El esplendor se perdió: en la actualidad casi todas las edificaciones y casas –en la capital escasean los edificios de más de tres plantas–, están deterioradas, con excepción de alguna que otra embajada y el Parlamento, una bella estructura rosada de dos pisos que domina el casco histórico.
En la capital se encuentran la mayoría de las calles asfaltadas del país, pero que de igual forma parecen campos minados repletos de hoyos, roturas en el pavimento, y que son sorteados por los vehículos que conducen por la izquierda, a la usanza británica, y por los ciclistas que pululan y que deben torear a los conductores que usualmente burlan las señales de tránsito.

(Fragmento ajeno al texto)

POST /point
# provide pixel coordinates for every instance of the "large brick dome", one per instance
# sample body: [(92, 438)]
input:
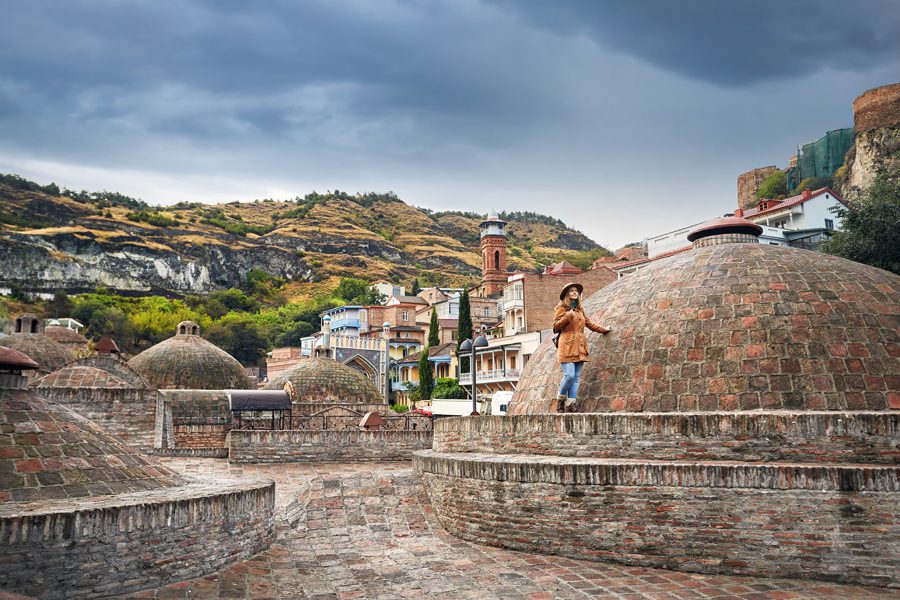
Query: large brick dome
[(322, 381), (187, 361), (736, 326)]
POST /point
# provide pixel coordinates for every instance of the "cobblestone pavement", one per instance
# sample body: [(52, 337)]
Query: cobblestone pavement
[(369, 533)]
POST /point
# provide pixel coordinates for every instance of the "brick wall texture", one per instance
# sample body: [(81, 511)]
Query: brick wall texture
[(100, 548), (735, 327), (876, 108), (542, 293), (325, 446), (815, 437), (780, 521)]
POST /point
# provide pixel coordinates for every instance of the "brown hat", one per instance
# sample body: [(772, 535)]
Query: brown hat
[(578, 286)]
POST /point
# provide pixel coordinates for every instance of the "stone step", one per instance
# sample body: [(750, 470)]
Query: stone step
[(533, 468)]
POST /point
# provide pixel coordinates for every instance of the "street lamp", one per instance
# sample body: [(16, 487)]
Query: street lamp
[(467, 346)]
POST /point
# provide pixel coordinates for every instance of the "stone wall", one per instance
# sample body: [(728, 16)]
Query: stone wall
[(119, 544), (748, 184), (193, 419), (878, 107), (325, 446), (815, 437), (127, 413), (776, 520)]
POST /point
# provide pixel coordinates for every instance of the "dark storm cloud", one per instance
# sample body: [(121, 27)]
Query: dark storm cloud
[(731, 42)]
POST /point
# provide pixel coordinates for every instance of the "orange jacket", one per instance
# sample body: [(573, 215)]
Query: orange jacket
[(570, 324)]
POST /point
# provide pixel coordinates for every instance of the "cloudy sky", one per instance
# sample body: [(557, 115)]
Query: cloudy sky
[(623, 118)]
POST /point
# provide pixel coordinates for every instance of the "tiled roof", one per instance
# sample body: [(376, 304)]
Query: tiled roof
[(789, 202)]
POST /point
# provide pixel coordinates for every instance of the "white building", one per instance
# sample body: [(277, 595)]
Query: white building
[(801, 221)]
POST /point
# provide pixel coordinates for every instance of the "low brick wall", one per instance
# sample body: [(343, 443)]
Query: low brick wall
[(97, 548), (325, 446), (836, 523), (194, 419), (845, 437)]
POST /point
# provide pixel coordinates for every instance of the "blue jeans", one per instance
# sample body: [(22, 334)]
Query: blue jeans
[(571, 377)]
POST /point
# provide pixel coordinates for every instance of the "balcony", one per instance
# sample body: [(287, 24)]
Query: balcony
[(344, 323), (491, 375)]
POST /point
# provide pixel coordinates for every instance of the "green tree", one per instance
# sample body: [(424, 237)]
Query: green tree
[(352, 290), (239, 336), (426, 378), (448, 387), (464, 328), (773, 186), (434, 334), (870, 232)]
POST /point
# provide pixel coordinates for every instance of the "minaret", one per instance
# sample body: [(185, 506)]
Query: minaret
[(493, 254)]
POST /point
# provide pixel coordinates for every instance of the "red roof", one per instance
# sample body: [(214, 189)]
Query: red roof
[(775, 205)]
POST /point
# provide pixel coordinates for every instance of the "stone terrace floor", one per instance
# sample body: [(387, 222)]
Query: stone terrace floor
[(369, 532)]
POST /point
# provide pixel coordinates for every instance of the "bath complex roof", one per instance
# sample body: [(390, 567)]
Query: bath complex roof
[(736, 326), (187, 361), (48, 353), (323, 380)]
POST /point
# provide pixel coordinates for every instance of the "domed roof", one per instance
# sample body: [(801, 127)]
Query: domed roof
[(78, 376), (64, 335), (323, 380), (59, 454), (187, 361), (735, 327), (46, 352)]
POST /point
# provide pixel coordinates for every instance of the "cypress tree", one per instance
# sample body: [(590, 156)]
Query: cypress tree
[(464, 329), (426, 380), (434, 336)]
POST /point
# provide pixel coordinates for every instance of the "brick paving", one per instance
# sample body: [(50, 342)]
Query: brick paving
[(369, 532)]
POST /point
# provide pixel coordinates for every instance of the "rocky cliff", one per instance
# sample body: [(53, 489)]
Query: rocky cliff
[(50, 242)]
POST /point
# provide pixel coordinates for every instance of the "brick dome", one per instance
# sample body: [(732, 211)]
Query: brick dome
[(46, 352), (79, 376), (736, 327), (326, 381), (57, 454), (187, 361)]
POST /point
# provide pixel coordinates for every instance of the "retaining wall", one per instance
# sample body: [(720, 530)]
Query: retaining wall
[(101, 547), (831, 522), (847, 437), (325, 446)]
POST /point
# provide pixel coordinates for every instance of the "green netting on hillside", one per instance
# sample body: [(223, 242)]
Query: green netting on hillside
[(822, 157)]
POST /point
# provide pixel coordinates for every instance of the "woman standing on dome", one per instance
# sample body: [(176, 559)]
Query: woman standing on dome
[(569, 322)]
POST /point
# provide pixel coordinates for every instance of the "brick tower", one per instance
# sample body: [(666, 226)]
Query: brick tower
[(493, 255)]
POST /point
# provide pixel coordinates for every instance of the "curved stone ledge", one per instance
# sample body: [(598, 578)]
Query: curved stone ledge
[(524, 468), (102, 546), (846, 437), (736, 518)]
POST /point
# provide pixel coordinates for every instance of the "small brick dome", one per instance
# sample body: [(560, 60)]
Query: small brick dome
[(187, 361), (46, 352), (735, 327), (323, 380), (58, 454), (79, 376)]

La zona más bella de la capital se encuentra cerca del campo de la Universidad de Guyana, una urbanización donde reside la mayoría de los diplomáticos y la gente patricia del país, que viven en hermosas residencias de madera de dos pisos, de colores pasteles o blancas, rodeadas de altas palmeras y frondosos árboles tropicales.
Pero fuera de sus fronteras se extiende la real vida urbana de pobreza del único país anglófono de Suramérica, que es apenas una minoría frente a los habitantes rurales, de aún mayor precariedad.
Menudean las casas abandonadas que han sido invadidas y se sostienen por tan sólo unas tablas, uno que otro pequeño mercado familiar de venta de comida, deficientes servicios publicos y mucha gente humilde caminando bajo el inclemente sol, que aunado a la humedad reinante, conforman un clima pastoso difícil de soportar en las horas del mediodía.
A pesar de que este país tiene serios problemas raciales entre la mayoría indostana y la minoría negra, tampoco es tan extraño observar mujeres indias asidas de manos con afroamericanos, o personas de estas etnias junto a indígenas y chinos –los otros dos grupos importantes del país– comprando codo a codo en el Mercado Stabroek.
Enclavado en pleno centro de la capital, el Mercado Stabroek es un lugar que congrega miles de pequeños puestos de vendedores que se mantiene en funcionamiento los 365 del año.
La bulla es el elemento central de este sitio: desde varios altavoces dispuestos en diversos lugares, las notas del reggae y otras tonalidades caribeñas son esparcidas entre las personas, quienes pueden ser descubiertas bailando sin pareja en cualquier callejón aledaño, entre los olores del curry y demás especies, que son los vapores más cotidianos de este país, ubicado en el noreste sudamericano. «Guyana es festiva, ‘man'», suelta un joven negro que vende en el mercado.